ArtSeen
AN-MY LÊ

On View
Murray GuySeptember 16 – October 30, 2011
New York
A deadly paradox of photography is that the more an image proliferates the weaker its impact becomes, until a terminal point is reached and the image is rendered powerless. Over-saturation leads to desensitization; it’s simple and it’s dangerous. Consider this: how many images of war does it take to nullify our reaction, and by extension distort our sense of the military’s total purpose? The effect streamlines when censors reduce the variety of photographs available to the public. An-My Lê’s photographs get inside this insidious cycle and, by representing the military in a wholly different manner, cause it to collapse.
An-My Lê has a long history with America’s armed forces. Born in Saigon in 1960 ’Lê immigrated to the United States as a political refugee when she was 15 years old, the same year Saigon fell and the Vietnam War ended. When Lê was at Yale in the early ’90s working towards an MFA in photography she returned to Vietnam, keeping her focus on the landscape. In the late ’90s she photographed and participated in Vietnam war reenactments in North Carolina and Virginia. After the turn of the millennium, Lê accompanied Marines to a training ground in the California desert, photographing the scenarios they rehearsed in preparation for deployment. In her most recent body of work—made in 2009 and 2010—Lê traveled aboard hospital ships and aircraft carriers on relief missions, capturing the military in repose.
Unlike the images of war that come through the media, there is nothing garish in Lê’s photographs. Rather, they tend towards ambiguity. They neither celebrate nor condemn war, but depict an atmosphere of quiescence that allows time for reflection and consideration as opposed to mere reaction. In a number of Lê’s photographs, soldiers are simply waiting. “Patient Admission, US Naval Hospital Ship Mercy, Vietnam, 2010” shows an American soldier sitting in a folding metal chair, his perfectly bald head and body language mirroring the Vietnamese Buddhist nun who sits beside him. The Buddhist is in orange robes; the soldier wears blue fatigues. They both look relaxed, eyes calm yet attentive. But in Lê’s photograph they are neither nun nor soldier; they’re simply two people waiting to have their health attended to.

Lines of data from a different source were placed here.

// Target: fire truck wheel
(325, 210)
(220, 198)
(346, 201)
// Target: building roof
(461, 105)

Apart from Lê’s more intimate depictions, her primary subject is the landscape and how gargantuan war machines and soldiers operate within it. A deft use of scale is perhaps her strongest visual tool. The hulking power of an aircraft carrier is dwarfed against the open expanse of the ocean. In reverse proportion “Supply Distribution Convoy, Haiti, 2010” shows a pair of young Haitians in the foreground with an aircraft carrier off in the distance, no bigger than the boys’ legs. In another image, a troop of soldiers are resting on a beach in the shade of towering jungle trees. The juxtapositions don’t reinforce any popular notions of military might; they make the military look vulnerable.
Lê’s concentration on the landscapes of war is not new; in fact it renews a tradition that predates modern warfare, going all the way back to late 19th century. Lê works with a large-format camera of the same variety used by Matthew Brady and Timothy O’Sullivan to record the American Civil War. She shares with them a degree of deliberation that is absent from your average photojournalist’s snapping. What distinguishes Lê from her predecessors is the impetus of her practice. Her photographs are consciously created as works of art, as opposed to Brady’s or O’Sullivan’s visual documents, which were later declared art. The difference is not insignificant. Lê answers to no one but herself; she has no editor or censor. As such, she can work with a degree of freedom uncommon amongst photojournalists. No one is pushing her for something sensational and so Lê has the capacity to be subtle and emotionally evocative. Consequentially, her images resonate with a quiet strength and a sense of compassion that rarely, if ever, appears in the media.
The cultural significance of Lê’s work far outstretches its original home in the art world. Her photographs contribute to the way the military is represented and remembered. They offset the deadening proliferation of images that depict only spectacular scenarios, giving our armed forces a more three-dimensional character.